It's been about 4 weeks now and the Sweet-PDZ has worked great!! I'll be stripping their quarters out today for some fresh shavings... If I could just get all those nanny-berries out when I clean it would last much longer  !!!


----------



## jillianjiggs (May 13, 2003)

We had a plywood floor in our goat shed, and it didn't seem to stink. For them most part, we used straw as bedding and cleaned it out when it needed it. Try opening up the area, and cleaning it really well with soap and water. Let that dry out a bit, and spray it with a mix of 1 part bleach to 3 parts water. Get out of there and let it sit for awhile. If it still smells like pee after a few hours, spray again. If not, let it dry out completely for a couple days. Then you can use a good sealant like Spar Varnish. It's meant for marine use, but I use it on my turtle enclosure and it is WAY better than Thompson's water seal. Once the Spar Varnish is dry, you have a surface that is easy to spray off and disinfect.


----------



## PamelaV (Jun 28, 2002)

We built a new barn last fall, with a wood floor. Before letting the girls move into it, we poured 4 gallons of Chevron Log Oil on the floor and spread it around with an old broom. We then let it sit for two weeks...all of that oil soaked in. Then we covered the floor with shavings (DH works at a sawmill...gets it free)
We clean the barn every two weeks, but shoveling out any saturated spots in between and replacing the bedding. Our barn smells fresh all the time and the floor sheds all of the urine, and the shaving soak it up well.

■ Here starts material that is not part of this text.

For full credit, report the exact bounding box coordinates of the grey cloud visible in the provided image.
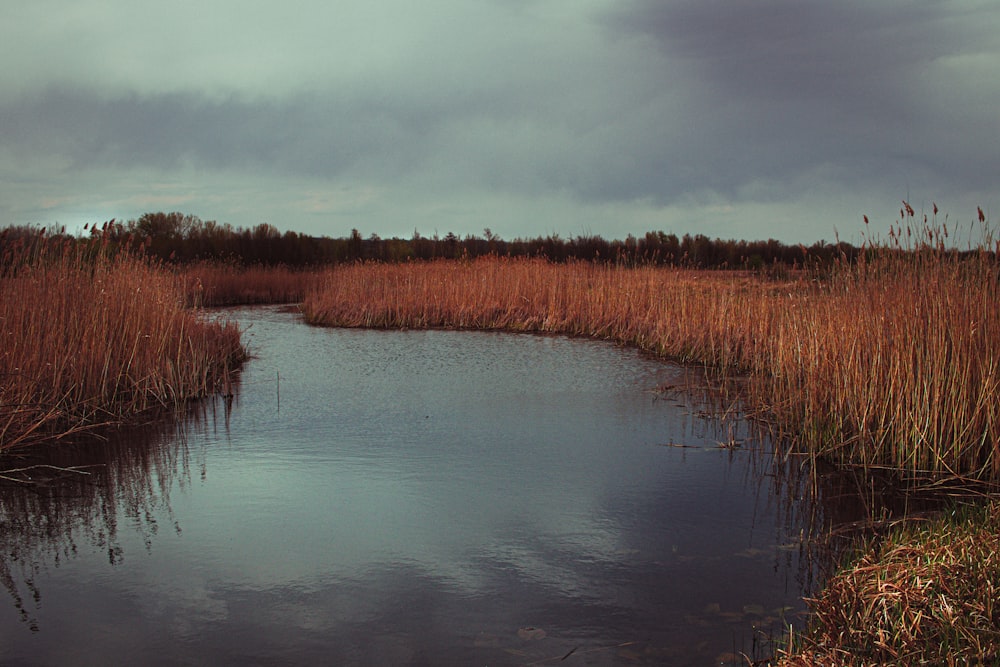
[607,0,1000,194]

We tried straw as well, but it didn't soak up the urine as well.

I do lime the barn floor before replacing the bedding twice a month.

All in all, I'm quite happy with how my barn smells 



Here's a link to photos of my new barn if y'all want to take a peek:

http://www.firesidesoapworks.com/farm_happenings.htm


----------



## paul4168 (Nov 11, 2005)

I just built a goat house and I chose to put in a wood floor because I would need a building permit for a pole shed with a dirt floor plus it was simply easier to build and level the goat house with a wood floor (I have a sloping lot). I used pressure treated plywood for the floor, I soaked it in the green wood/fence post preservative, and I covered the floor with fence paint (it rained on the painting step), but I intend to repaint it. If it stays dry, I figure it should be good. Anyone care to comment about my plan? I don't mind a smelly goat house. The shed does look quite attractive.


----------